In the decade following his appointment to University College, Dundee just after World War II, Dr Frederick Wainwright made a number of important contributions to the development of archaeology – including to what is now known as ‘rescue archaeology’ – within Scotland. They ranged from significant publications to the organisation of important conferences to fieldwork, the last more particularly in the agricultural lowlands of Angus. Although Wainwright continued to undertake significant work on his translation in 1956 to St Andrews (a consequence of the re-shaping of the organisational links and ‘subject mixes’ between the two then-conjoined institutions) as lecturer in Anglo-Saxon Studies and – at the time of his early death from an aneurysm of the brain in Edinburgh at the age of 43 in 1961 – senior lecturer in Dark Age studies, the innovations of his Dundee years stand out as key elements in the post-war expansion of archaeology in and on Scotland, and merit being better known.
Early years
Born in 1917 in Merseyside and educated at Prescot Grammar School, Wainwright went to Reading University. There, he studied history with Professor (later Sir) Frank Stenton, the celebrated Anglo-Saxonist, eventually specialising in that period and mastering cognate subjects including place-name studies and field archaeology.
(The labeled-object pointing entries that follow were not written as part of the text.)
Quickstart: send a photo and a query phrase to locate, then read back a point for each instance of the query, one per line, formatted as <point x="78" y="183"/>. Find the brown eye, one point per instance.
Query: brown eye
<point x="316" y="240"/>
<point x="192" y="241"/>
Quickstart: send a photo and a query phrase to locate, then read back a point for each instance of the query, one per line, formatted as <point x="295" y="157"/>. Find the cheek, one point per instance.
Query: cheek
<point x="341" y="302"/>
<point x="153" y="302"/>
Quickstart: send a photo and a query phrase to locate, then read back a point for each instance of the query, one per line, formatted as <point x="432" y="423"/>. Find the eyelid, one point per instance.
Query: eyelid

Graduating with a First in history in 1938, he then qualified as a teacher, married a fellow-pupil of Stenton’s, and embarked on a career as a schoolmaster in Liverpool. There, he also undertook doctoral research on ‘Edward the Elder and the Danes’ for Reading’s department of history. His PhD was awarded in 1944. Over these years, he began publishing on place names in northern England while also excavating, initially with Professor W.J. Varley of Liverpool University, on real and potential Anglo-Saxon burhs such as at the Iron Age hillfort of Eddisbury in Cheshire.